Alison looked at Nikki Lonsky and recognized, in spirit, any one of the women who had frightened her during visits to Megan in her earliest days of incarceration.  Tracy looked at her and recognized a certain type of person.  She saw how Nikki looked at her comrade, and Tracy could tell that, as far as Nikki was concerned, Megan Small was still the biggest person in the world.

“Shouldn’t be long before they get here,” Nikki said.  “Naomi’s closest, should show up right about sunrise, then I think Joan, and Jami will be last.”

“Last?  I thought she’d already started from Maine, what she fuck has she—”

“It’s Jami, Meg.”

“Yeah, stupid question.”  Megan sighed and massaged her forehead.  She tossed the shotgun in Nikki’s direction.  “Catch!” 

Nikki cracked herself on the head trying to avoid grabbing the trigger.  She leveled it at Alison and Tracy.  “Were they trying to break free?”

“Nah, they’ve behaved themselves.  But I had to get a little rough with them, ‘specially Big Guns over here,” said Megan, slapping one of Tracy’s sizable biceps.  “Ali’s quiet, as usual.”
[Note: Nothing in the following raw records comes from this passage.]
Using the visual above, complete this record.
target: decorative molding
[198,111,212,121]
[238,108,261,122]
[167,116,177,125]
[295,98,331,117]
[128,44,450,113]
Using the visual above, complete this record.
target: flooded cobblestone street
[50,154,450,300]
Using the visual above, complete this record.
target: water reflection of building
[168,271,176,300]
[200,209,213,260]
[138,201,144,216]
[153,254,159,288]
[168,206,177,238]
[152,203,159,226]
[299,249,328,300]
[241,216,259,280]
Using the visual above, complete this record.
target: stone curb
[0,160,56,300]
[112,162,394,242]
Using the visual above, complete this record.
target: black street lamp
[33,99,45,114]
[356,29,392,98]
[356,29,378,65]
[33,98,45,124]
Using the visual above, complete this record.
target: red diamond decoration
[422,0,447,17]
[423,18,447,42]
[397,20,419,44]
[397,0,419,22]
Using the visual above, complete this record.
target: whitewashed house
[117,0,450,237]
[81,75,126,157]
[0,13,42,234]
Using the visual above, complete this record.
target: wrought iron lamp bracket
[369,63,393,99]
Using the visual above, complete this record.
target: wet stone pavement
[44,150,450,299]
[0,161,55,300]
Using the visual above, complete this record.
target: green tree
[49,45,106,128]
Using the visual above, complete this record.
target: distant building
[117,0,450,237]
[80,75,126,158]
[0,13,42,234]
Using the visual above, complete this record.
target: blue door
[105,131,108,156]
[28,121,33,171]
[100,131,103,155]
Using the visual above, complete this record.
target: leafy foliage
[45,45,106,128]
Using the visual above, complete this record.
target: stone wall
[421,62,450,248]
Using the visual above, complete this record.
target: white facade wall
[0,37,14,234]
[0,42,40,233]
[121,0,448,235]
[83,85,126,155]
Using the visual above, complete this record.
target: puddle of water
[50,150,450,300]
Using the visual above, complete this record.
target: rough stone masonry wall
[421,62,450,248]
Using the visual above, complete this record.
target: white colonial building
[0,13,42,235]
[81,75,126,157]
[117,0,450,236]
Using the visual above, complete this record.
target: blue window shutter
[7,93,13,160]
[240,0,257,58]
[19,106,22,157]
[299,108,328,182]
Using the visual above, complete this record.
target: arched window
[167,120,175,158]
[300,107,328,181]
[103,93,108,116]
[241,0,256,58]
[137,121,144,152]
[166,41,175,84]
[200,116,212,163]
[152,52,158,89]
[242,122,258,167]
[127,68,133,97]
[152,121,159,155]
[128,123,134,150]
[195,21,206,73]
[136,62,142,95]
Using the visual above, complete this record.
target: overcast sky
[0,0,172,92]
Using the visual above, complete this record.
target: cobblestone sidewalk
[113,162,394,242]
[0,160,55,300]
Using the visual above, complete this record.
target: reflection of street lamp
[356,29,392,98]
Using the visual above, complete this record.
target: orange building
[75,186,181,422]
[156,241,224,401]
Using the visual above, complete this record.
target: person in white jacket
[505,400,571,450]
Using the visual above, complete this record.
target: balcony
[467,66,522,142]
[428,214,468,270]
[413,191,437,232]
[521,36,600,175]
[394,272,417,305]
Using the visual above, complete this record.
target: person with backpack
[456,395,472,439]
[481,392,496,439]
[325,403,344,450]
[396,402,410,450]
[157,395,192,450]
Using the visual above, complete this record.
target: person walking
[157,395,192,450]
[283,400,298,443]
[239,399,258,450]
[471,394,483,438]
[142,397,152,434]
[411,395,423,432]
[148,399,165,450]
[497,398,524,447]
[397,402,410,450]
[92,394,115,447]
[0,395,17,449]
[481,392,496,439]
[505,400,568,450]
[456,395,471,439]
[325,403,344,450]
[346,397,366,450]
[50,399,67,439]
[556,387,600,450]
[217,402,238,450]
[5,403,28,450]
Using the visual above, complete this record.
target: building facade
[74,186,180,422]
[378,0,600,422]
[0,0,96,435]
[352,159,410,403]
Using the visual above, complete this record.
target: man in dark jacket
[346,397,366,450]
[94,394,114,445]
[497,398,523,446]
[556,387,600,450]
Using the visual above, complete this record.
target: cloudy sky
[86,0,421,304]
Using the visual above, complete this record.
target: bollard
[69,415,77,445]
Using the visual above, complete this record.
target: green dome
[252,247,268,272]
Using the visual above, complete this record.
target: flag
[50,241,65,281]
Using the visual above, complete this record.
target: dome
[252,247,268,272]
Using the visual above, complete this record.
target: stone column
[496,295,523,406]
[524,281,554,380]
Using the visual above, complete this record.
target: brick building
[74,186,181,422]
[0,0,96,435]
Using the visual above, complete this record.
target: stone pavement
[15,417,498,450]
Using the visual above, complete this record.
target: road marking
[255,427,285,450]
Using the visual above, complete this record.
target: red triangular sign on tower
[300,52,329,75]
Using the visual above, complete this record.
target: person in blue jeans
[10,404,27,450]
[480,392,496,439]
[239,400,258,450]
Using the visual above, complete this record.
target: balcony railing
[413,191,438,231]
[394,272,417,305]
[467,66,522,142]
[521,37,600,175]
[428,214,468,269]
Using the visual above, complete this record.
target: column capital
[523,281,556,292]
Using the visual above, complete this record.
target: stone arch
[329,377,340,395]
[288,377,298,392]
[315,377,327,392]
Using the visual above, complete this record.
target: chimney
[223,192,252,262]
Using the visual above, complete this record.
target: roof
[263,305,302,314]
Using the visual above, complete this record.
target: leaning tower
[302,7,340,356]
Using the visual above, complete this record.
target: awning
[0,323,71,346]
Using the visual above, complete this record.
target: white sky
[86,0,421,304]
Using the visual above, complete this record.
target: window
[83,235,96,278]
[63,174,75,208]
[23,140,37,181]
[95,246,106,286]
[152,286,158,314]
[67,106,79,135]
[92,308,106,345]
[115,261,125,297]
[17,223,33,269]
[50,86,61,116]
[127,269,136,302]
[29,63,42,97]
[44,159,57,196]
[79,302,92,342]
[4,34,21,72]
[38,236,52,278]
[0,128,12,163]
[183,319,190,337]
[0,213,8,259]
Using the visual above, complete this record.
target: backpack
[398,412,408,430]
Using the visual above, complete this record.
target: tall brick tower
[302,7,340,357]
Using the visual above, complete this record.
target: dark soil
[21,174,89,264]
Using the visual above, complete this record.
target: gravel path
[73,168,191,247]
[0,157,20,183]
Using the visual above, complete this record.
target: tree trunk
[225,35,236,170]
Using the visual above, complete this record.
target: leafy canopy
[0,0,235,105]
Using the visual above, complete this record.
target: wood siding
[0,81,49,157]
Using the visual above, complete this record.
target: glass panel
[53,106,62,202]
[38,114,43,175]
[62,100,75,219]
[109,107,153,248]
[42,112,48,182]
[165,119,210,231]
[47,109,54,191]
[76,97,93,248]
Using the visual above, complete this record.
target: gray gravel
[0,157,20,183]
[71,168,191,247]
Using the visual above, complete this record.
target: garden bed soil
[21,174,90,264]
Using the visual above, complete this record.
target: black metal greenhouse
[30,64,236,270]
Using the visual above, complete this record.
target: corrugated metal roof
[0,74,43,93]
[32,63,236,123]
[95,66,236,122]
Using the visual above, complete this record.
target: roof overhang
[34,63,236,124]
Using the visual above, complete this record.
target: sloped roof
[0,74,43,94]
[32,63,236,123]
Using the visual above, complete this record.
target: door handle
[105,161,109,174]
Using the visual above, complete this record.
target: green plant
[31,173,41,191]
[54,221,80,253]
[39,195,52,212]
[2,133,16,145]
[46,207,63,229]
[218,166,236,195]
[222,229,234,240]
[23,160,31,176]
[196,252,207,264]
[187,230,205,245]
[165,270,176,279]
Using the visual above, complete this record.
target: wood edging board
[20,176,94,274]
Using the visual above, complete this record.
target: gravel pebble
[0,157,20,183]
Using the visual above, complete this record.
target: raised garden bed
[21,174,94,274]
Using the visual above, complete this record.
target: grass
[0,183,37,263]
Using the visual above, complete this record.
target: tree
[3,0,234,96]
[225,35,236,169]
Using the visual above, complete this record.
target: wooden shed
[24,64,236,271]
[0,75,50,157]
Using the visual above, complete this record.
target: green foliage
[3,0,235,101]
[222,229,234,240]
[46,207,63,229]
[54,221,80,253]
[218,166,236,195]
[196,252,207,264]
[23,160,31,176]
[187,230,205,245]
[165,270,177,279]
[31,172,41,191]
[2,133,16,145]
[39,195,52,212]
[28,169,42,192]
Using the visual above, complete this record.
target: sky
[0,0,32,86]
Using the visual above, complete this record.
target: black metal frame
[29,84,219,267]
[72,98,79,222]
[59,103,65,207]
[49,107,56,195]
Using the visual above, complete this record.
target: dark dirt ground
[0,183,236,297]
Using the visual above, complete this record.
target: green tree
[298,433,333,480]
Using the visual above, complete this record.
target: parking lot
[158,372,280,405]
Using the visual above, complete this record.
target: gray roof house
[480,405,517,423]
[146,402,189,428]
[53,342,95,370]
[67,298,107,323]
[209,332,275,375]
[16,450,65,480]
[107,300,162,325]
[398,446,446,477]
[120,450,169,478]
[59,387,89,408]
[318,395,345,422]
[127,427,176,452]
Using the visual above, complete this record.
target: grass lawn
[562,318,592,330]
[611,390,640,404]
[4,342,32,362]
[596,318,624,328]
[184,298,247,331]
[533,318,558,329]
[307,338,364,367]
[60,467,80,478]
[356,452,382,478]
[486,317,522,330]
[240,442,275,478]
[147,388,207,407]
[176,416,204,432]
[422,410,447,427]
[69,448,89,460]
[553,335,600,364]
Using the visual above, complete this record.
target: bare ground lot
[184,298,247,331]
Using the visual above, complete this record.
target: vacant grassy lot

Alison barked something through her gag.

“Love you too, sis.”  Megan again whispered into Tracy’s ear, holding her head still.  “Another thing we’ve got in common, Trace: we’ve both gotten used to looking down at people.  And I’m already sick of looking up.”  She started toward Alison’s bedroom, glanced over her right shoulder and met Tracy’s eyes.  Megan winked.  “You keep an eye on them until company shows up, Nikki.  I’m gonna sleep for a while, in a real bed.”  Shuffling and rattling from the bedroom.  “Just as soon as I find where Ali keeps her—”

Bzzzzzzzzz.

“Found it!”

The bedroom door slammed shut.  The dark muttering of thunder overhead was soon punctuated by the rhythmic knock of a headboard against a wall.  Nikki turned down the music and sat across from the bound women.  She smiled uneasily. 

“You girls might as well try to sleep a little.  This place is gonna be real busy in a few hours.”

Tracy snorted and rocked on her chair.  Her head throbbed from trying to will an Opportunity.  Alison was breathing heavily. 

“Sorry you can’t be more comfy,” Nikki said.  “Meg’ll probably let me untie you as soon as AAGH JESUS!”

The house flashed white and the sky cracked.  The lights went out.  For a little while the storm fell silent as if in apology for the last fiery shout, and the Small house was quiet except for the gasping of a woman postponing her sleep and the high-pitched drone of her electronic lover.